Doch der geplante Korridor stößt insbesondere den Landwirten bitter auf. In einem etwa 30 Meter breiten Bereich soll rund 1,30 Meter tief gebuddelt werden, um die Kabel zu verlegen. „Dabei wird das gesamte Entwässerungssystem durchschnitten", erklärte Wischhafens Bürgermeister Bernd Tietje. Thomas Wagner von der Tennet GmbH gab zu: „Die Drainage ist die größte Herausforderung.“ Aber er sicherte auch zu, dass die Leitungen bei Bedarf komplett erneuert werden. Dem wollten die mehr als 50 Zuhörer nicht recht Glauben schenken. „Wie soll die Entwässerung während der Bauphase funktionieren?“, „Was passiert, wenn es später zu Versackungen kommt und die Drainage zerstört wird?“ waren nur einige der Fragen, die den Landwirten unter den Nägeln brannten. „Warum können hier keine Überlandleitungen kommen“, fragte ein Zuhörer. Damit hätten die meisten Landwirte kaum Probleme. „Aber dann wären viel mehr Menschen gekommen, um ihre Bedenken zu äußern“, erklärte Samtgemeindebürgermeister Edgar Goedecke. Auch mit der weiteren Alternative, das Gebiet komplett zu unterbohren, könnten sich die Landwirte anfreunden. Allerdings müsste der Tunnel dann so tief liegen, dass auch die Obstbauern sich nicht um ihre tieferwurzelnden Bäume sorgen müssen.

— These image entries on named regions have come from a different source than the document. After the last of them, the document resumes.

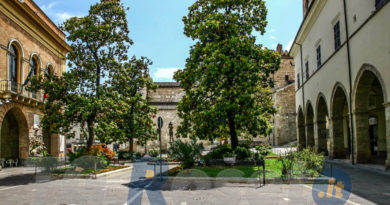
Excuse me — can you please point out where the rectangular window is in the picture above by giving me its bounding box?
[333,21,341,50]
[305,61,310,80]
[317,46,321,68]
[375,0,389,9]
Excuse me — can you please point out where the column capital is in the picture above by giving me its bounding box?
[352,110,369,115]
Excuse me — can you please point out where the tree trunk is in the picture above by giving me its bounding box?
[129,138,134,152]
[228,111,238,150]
[87,120,95,150]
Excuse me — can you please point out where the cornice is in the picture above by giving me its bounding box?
[290,0,328,56]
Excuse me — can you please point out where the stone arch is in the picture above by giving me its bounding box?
[305,101,315,148]
[330,83,351,159]
[30,52,42,75]
[0,103,29,160]
[352,64,387,164]
[352,63,388,111]
[8,38,25,60]
[45,63,56,75]
[315,93,329,155]
[297,106,306,148]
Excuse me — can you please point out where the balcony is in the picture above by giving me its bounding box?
[375,0,389,9]
[0,80,44,106]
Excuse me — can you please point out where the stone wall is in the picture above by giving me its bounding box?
[270,44,297,146]
[137,82,185,152]
[273,84,297,145]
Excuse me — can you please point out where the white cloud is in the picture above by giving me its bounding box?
[41,2,56,13]
[286,40,294,51]
[153,68,182,80]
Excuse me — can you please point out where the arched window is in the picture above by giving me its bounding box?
[45,65,54,75]
[305,0,310,10]
[30,58,39,77]
[9,45,19,92]
[28,57,39,98]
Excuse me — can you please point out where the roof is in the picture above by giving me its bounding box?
[155,82,180,88]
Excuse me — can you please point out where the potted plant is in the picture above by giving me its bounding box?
[223,152,236,165]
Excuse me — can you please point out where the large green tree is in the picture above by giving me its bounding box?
[29,0,155,151]
[61,0,132,147]
[174,0,280,148]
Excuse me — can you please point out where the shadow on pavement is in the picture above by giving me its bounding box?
[0,173,56,186]
[122,179,261,191]
[327,163,390,204]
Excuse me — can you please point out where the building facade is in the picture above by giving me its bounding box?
[270,44,297,146]
[0,0,70,167]
[290,0,390,168]
[137,82,185,152]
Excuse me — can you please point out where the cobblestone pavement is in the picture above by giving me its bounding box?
[0,162,390,205]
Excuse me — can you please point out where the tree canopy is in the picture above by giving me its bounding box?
[174,0,280,148]
[31,0,155,151]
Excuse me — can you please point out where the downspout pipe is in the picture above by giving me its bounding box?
[294,42,305,110]
[343,0,355,164]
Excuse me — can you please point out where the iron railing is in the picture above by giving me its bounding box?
[0,80,44,102]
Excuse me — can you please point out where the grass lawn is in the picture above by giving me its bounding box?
[176,159,282,178]
[52,165,129,175]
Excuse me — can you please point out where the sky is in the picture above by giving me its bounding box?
[34,0,302,82]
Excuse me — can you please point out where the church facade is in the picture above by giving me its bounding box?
[0,0,70,168]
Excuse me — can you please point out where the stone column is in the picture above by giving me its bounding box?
[330,116,345,159]
[314,120,328,154]
[384,102,390,169]
[306,122,315,148]
[328,117,334,159]
[353,111,371,163]
[313,121,320,153]
[50,134,60,157]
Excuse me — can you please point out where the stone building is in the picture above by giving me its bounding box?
[137,82,185,152]
[270,44,297,146]
[290,0,390,168]
[0,0,70,168]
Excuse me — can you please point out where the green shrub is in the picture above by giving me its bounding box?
[149,149,160,157]
[68,145,114,170]
[118,150,133,160]
[72,155,109,170]
[169,140,203,169]
[205,144,233,160]
[297,148,325,175]
[234,147,252,160]
[256,144,272,157]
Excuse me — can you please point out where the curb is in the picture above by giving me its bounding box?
[163,177,330,184]
[325,160,390,176]
[52,166,133,179]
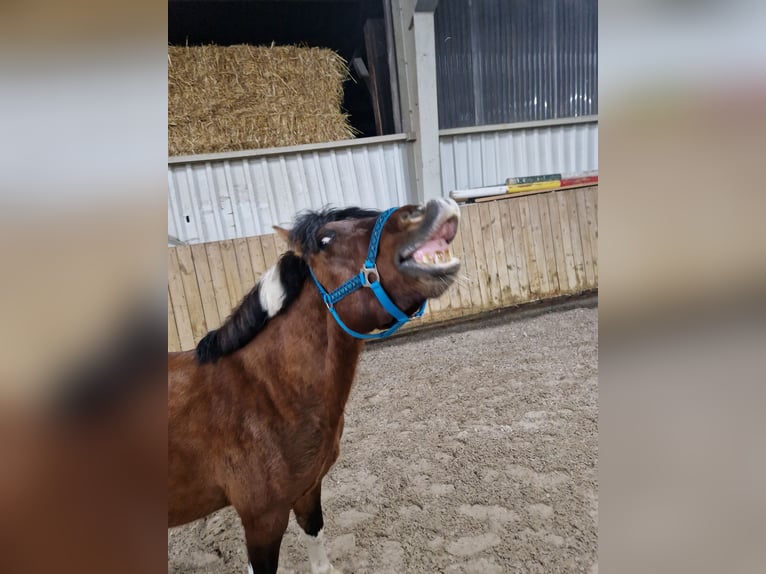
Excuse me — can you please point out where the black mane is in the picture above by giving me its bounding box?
[196,251,308,363]
[290,207,380,254]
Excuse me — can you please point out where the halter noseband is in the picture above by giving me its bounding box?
[309,207,426,339]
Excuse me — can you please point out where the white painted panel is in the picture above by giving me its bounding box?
[439,119,598,195]
[168,136,409,243]
[168,118,598,243]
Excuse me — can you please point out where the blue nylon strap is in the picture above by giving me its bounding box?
[364,207,398,269]
[309,207,426,339]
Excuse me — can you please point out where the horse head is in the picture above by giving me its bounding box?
[280,199,460,335]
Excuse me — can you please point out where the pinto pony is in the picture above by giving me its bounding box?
[168,199,460,574]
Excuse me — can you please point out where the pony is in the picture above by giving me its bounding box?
[168,199,460,574]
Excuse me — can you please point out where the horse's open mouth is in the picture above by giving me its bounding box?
[399,200,460,275]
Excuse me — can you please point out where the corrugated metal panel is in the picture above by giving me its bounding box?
[168,136,409,243]
[439,121,598,192]
[435,0,598,129]
[168,119,598,243]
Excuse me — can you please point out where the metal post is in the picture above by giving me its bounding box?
[391,0,442,206]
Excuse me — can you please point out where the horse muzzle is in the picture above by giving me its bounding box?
[397,198,460,277]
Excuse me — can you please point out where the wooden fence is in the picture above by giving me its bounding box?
[168,187,598,351]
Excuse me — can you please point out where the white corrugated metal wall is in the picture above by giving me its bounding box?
[168,118,598,243]
[439,118,598,195]
[168,135,409,243]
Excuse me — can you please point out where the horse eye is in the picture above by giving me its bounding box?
[319,231,335,249]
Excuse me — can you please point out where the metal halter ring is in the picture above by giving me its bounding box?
[362,265,380,287]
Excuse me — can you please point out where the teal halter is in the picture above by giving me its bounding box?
[309,207,426,339]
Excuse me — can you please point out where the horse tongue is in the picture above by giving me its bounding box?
[412,238,449,261]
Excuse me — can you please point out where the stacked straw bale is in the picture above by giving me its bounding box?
[168,46,355,156]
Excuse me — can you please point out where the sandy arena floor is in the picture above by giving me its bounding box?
[168,300,598,574]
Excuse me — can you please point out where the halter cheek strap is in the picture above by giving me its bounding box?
[309,207,426,339]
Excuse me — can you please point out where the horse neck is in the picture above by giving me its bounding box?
[246,283,363,418]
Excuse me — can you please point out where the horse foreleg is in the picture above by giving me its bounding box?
[239,510,290,574]
[293,481,341,574]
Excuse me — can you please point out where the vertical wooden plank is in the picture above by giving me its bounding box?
[553,191,578,293]
[191,243,222,330]
[247,236,268,281]
[489,201,513,305]
[234,237,255,293]
[584,187,598,287]
[261,233,277,269]
[168,290,181,352]
[205,242,236,323]
[168,251,194,351]
[573,189,596,289]
[218,239,244,307]
[518,197,543,299]
[452,209,471,314]
[505,198,531,301]
[526,195,552,297]
[272,233,288,259]
[536,197,561,296]
[545,192,569,293]
[447,224,463,317]
[460,205,481,309]
[562,189,586,292]
[479,202,502,309]
[497,199,521,305]
[468,204,492,309]
[173,245,207,345]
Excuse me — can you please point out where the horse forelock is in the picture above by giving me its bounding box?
[196,251,308,363]
[289,207,380,254]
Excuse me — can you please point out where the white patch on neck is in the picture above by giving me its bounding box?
[301,529,339,574]
[258,265,285,318]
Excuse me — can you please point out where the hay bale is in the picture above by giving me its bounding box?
[168,46,356,156]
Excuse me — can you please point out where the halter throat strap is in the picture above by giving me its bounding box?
[309,207,426,339]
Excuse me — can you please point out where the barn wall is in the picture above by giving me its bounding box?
[168,118,598,244]
[168,187,598,351]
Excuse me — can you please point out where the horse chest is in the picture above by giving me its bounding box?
[286,423,343,483]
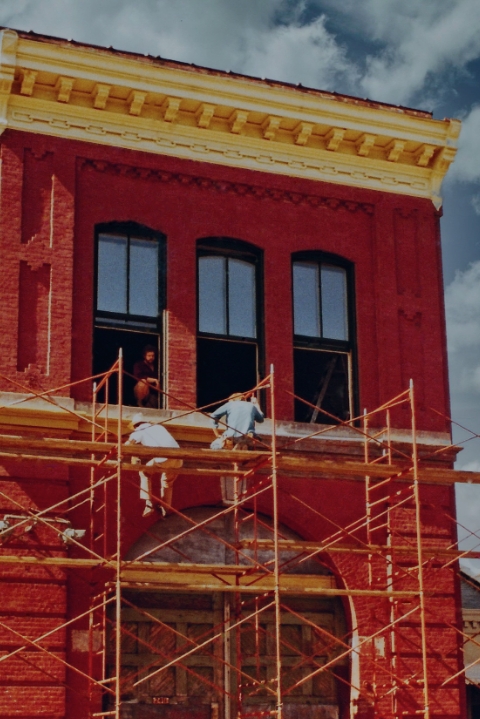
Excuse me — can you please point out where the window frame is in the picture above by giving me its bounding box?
[94,221,167,334]
[290,250,359,419]
[196,237,264,346]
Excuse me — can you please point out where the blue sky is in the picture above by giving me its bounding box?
[0,0,480,564]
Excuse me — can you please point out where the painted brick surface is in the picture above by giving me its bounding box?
[0,130,460,719]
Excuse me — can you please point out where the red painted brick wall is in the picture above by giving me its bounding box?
[0,130,461,719]
[0,131,448,430]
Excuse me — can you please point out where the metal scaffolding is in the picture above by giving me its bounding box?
[0,354,480,719]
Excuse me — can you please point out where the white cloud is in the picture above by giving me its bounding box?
[449,105,480,187]
[310,0,480,108]
[362,0,480,103]
[470,192,480,215]
[445,261,480,356]
[0,0,356,90]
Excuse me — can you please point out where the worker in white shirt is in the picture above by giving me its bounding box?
[210,392,264,449]
[126,412,183,517]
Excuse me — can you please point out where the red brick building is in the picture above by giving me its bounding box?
[0,25,464,719]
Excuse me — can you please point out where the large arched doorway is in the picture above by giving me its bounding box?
[112,507,350,719]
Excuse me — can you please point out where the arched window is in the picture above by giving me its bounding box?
[197,237,263,407]
[292,252,355,424]
[93,222,165,406]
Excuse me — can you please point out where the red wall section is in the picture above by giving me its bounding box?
[0,131,448,431]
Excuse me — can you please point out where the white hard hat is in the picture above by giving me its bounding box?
[132,412,145,427]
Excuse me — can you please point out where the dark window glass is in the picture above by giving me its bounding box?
[129,237,158,317]
[197,238,262,407]
[292,252,353,424]
[97,235,128,314]
[198,256,227,335]
[198,255,257,338]
[97,233,159,318]
[321,264,348,340]
[93,222,165,406]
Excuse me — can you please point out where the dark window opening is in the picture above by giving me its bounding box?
[197,238,262,409]
[292,252,354,424]
[93,222,165,407]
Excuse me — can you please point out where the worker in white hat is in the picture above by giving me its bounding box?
[126,412,183,517]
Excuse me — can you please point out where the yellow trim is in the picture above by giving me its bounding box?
[0,30,460,207]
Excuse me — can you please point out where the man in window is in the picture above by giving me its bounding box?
[210,392,264,449]
[126,412,183,517]
[133,345,160,409]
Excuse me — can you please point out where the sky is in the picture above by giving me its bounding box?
[0,0,480,567]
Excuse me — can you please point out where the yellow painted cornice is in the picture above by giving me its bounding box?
[0,29,460,207]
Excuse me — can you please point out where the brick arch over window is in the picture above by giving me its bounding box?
[292,251,357,424]
[197,237,264,407]
[122,507,351,719]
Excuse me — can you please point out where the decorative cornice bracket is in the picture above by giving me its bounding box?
[262,116,282,140]
[294,122,313,145]
[20,70,38,97]
[0,29,18,135]
[92,83,112,110]
[55,77,74,103]
[355,133,376,157]
[325,127,345,152]
[127,90,147,117]
[163,97,181,122]
[415,145,435,167]
[385,140,405,162]
[195,103,215,130]
[229,110,248,135]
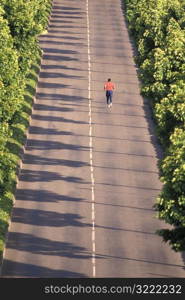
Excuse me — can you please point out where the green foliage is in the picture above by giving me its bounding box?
[0,0,52,256]
[126,0,185,251]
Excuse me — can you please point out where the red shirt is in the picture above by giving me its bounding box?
[104,81,115,91]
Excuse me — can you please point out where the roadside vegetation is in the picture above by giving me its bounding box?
[0,0,52,259]
[123,0,185,251]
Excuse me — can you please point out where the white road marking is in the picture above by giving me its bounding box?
[86,0,96,277]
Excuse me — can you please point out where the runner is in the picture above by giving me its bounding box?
[104,78,115,107]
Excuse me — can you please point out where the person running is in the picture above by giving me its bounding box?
[104,78,115,107]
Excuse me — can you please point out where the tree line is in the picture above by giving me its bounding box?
[0,0,52,252]
[124,0,185,251]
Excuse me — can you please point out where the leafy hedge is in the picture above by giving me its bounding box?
[124,0,185,251]
[0,0,52,254]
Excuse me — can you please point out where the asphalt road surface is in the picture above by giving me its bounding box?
[2,0,185,278]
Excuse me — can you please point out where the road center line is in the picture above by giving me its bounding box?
[86,0,96,277]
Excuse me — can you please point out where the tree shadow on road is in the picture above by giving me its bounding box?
[16,188,85,203]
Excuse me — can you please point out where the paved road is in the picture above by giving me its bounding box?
[2,0,185,277]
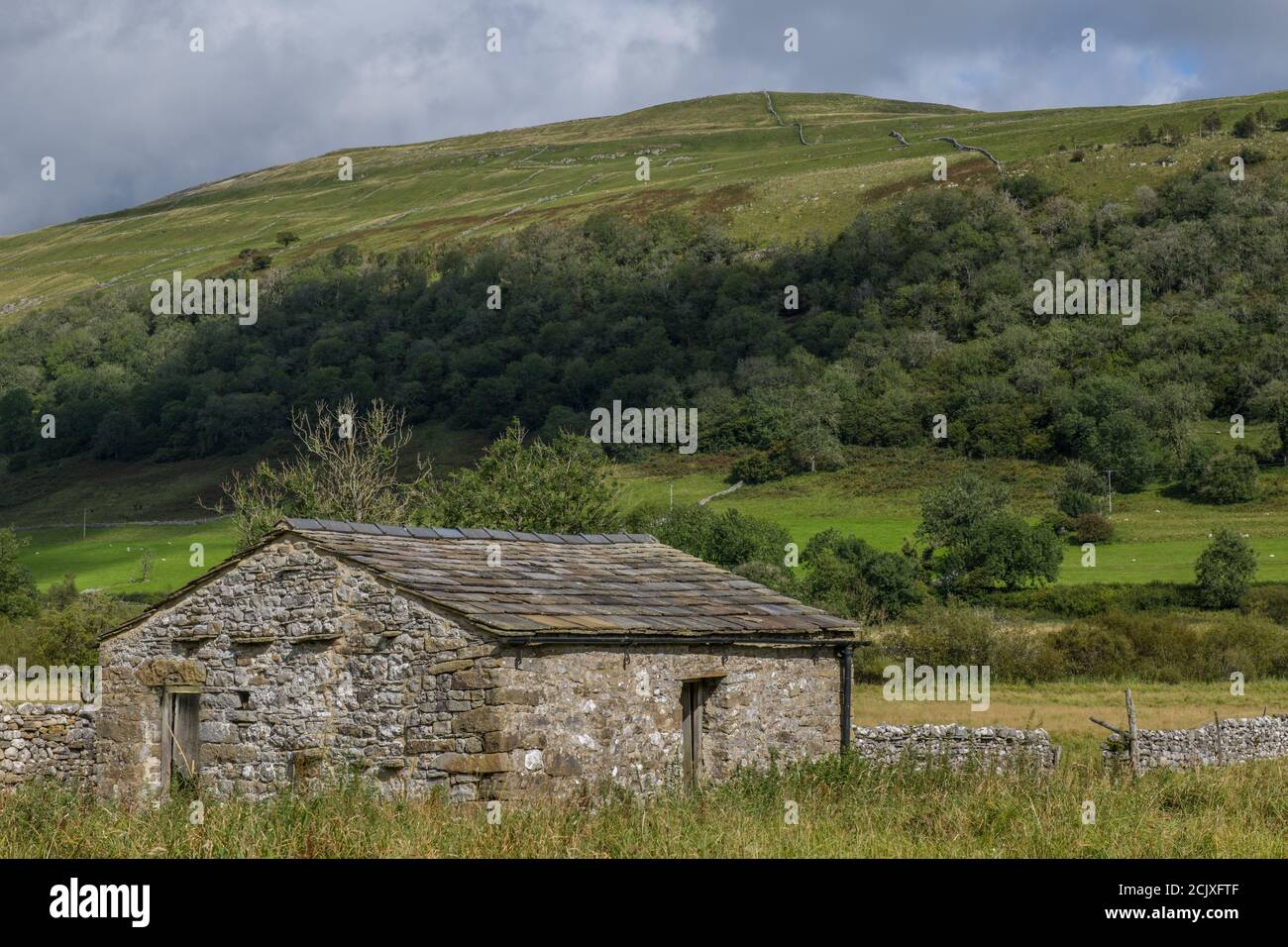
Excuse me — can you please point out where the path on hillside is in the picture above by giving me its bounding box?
[890,132,1002,171]
[765,91,823,147]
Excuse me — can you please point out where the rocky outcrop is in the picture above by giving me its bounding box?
[1102,714,1288,770]
[850,724,1060,772]
[0,703,94,788]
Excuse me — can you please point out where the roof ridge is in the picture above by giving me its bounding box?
[278,517,658,545]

Applaus erhielt Horst Wilkens aus Wolfsbruchermoor für seinen Vorschlag, einen völlig neuen Korridor einzuschlagen. „Warum werden die Kabel nicht parallel zu den Stücken verlegt?“ fragte Wilkens. Der Ratspolitiker erläuterte, die Trasse von der Elbe kommend geradeaus in Richtung Moor verlaufen zu lassen. Die im dortigen Torfabbaugebiet bereits vorhandene feste Betonstraße könnte auch für den Trassenbau genutzt werden. Ist der Torfabbau abgeschlossen, stören die Kabel niemanden mehr. An der sogenannten „Scheidung“ könnte die Leitung dann abbiegen und wieder in Richtung Bundesstraße 495 führen. „Schicken Sie Ihre Vorschläge an die Bundesnetzagentur, damit darüber entschieden werden kann,“ forderten Thomas Wagner und Valerie Blankenburg die Gäste auf. Auch Bürgermeister Mike Eckhoff und Samtgemeindebürgermeister Edgar Goedecke werden die Ideen zu den am 20. und 27. Juni stattfindenden Antragskonferenzen mitnehmen.